Rate Limit Protection

The LLM client automatically retries rate limit errors (HTTP 429) with exponential backoff:

  • Attempt 1: wait 2s
  • Attempt 2: wait 5s
  • Attempt 3: wait 10s
  • After 3 retries: raise LLMRateLimitError, triggering fallback chain

Monitoring

Key metrics to watch:

  • timing.llm_ms in query audit logs: Main LLM response time
  • timing.intent_ms: Intent classification time
  • Fallback events: Logged as warnings when a provider is skipped
  • Rate limit retries: Logged as warnings with attempt count

Re-measurement open items

The per-stage numbers above were captured during the ADR-0034 optimization sprint (February 2026). Two pipeline changes have landed since which a future re-measurement should reflect:

  1. structured_call structured-output helper — eight call sites including intent classification and query decomposition route through the structured_call helper (app.llm.structured) for schema-validated output with retries. A Pydantic AI Agent pattern was trialed here on 2026-05-09 but removed 2026-05-12 (commit b8d8da67) after telemetry showed it added ~720 ms per call; the helper restored first-attempt latency to baseline.
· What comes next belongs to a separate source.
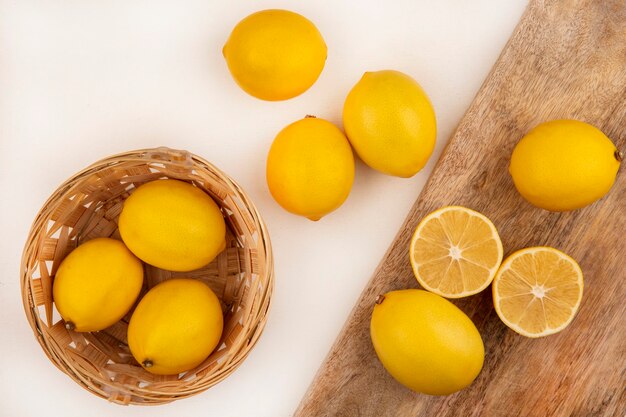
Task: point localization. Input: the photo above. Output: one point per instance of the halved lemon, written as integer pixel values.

Rare retries on malformed output add an estimated 400–800 ms but have not been measured at population scale.
  2. Value Framework Stage 5b + synthetic doctor-list Stage 5c — Stage 5b adds approximately 2 ms (in-memory matrix multiply); Stage 5c adds approximately 5–10 ms (single SQL query) and only fires when intent=doctor_lookup and a department is detected.

Neither item moves the headline median materially — both are bounded by single-digit-millisecond CPU work or rare retry paths — but a clean re-measurement at P95/P99 would close the loop.